Typical first semester Fortran assignment was to read data to change a database, sort the changes by key, and then merge it into a database on tape that was also sorted by key.  The output would be to a second tape, written of course in key order.  This second tape was then ready for the next time this update operation was required.

by JS Garrison(anon) on ‎30-08-2012 06:46 PM

I didn't see the comment about Apple's first 3.5 inch floppies. Their capacity was 400k. Single sided.

by César Córcoles(anon) on ‎03-09-2012 08:42 AM

Any chance you'd grant permission to translate the (great, by the way) piece into Spanish? 

by Michelle Leverette(anon) on ‎06-09-2012 10:32 AM

Nice pics and good writeing. Haha :)

by Kimberly Leverette (anon) on ‎06-09-2012 10:36 AM

Lol wow Michelle u are so dumb lol whats u sis and talk to u inna longgg time u going to school ???

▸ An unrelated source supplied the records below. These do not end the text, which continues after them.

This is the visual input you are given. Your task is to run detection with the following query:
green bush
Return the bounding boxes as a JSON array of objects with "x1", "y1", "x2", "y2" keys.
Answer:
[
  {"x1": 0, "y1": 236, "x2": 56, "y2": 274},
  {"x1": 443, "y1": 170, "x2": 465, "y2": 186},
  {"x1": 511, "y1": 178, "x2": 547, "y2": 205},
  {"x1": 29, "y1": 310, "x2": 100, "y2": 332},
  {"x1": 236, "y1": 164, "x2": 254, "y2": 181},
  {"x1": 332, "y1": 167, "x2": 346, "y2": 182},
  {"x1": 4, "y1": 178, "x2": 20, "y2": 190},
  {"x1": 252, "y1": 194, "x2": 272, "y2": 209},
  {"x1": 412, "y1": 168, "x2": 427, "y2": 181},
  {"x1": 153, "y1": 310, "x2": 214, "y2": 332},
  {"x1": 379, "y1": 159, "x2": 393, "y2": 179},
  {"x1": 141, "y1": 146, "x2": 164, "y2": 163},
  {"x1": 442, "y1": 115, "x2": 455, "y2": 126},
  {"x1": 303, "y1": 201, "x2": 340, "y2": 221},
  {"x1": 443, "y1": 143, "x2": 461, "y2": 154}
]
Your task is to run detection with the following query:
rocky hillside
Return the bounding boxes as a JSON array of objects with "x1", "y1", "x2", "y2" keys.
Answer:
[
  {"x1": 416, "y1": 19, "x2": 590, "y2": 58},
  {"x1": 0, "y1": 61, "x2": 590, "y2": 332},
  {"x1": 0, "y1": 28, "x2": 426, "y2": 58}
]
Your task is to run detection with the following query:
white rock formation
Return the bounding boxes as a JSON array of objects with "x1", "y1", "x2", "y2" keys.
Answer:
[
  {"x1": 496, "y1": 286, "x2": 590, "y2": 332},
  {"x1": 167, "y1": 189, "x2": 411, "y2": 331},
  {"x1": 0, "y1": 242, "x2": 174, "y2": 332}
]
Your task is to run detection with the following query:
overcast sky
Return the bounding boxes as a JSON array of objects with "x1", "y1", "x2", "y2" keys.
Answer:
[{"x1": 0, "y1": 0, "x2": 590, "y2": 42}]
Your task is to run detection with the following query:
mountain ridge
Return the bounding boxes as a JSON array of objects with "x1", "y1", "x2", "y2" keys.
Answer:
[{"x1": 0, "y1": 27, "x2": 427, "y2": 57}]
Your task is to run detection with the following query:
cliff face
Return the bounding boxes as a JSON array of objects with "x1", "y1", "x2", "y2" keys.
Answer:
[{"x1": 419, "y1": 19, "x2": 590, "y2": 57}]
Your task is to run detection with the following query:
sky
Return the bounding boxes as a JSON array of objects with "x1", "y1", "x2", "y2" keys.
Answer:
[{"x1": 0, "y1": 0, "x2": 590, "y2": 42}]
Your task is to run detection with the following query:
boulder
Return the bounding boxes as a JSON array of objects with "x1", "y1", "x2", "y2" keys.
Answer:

by Michelle Leverette(anon) on ‎06-09-2012 10:39 AM

Na duh im going to school how else do u think im on here and most of ur writing i couldnt understand ? and i gotta go byeee

by Fadi El-Eter(anon) on ‎07-09-2012 03:52 AM

I remember those days when we had 1 x 5.25" and 1x3.5" in our machines. It was great. All of my 5.25 disks became corrupt - most of my 3.5" disks were not.

I remember that Maxcell used to produce good quality disks, as well as Sony, of course. There was also another brand, called Memorex. The best was Maxcell though (I don't know if that brand actually exists at the moment).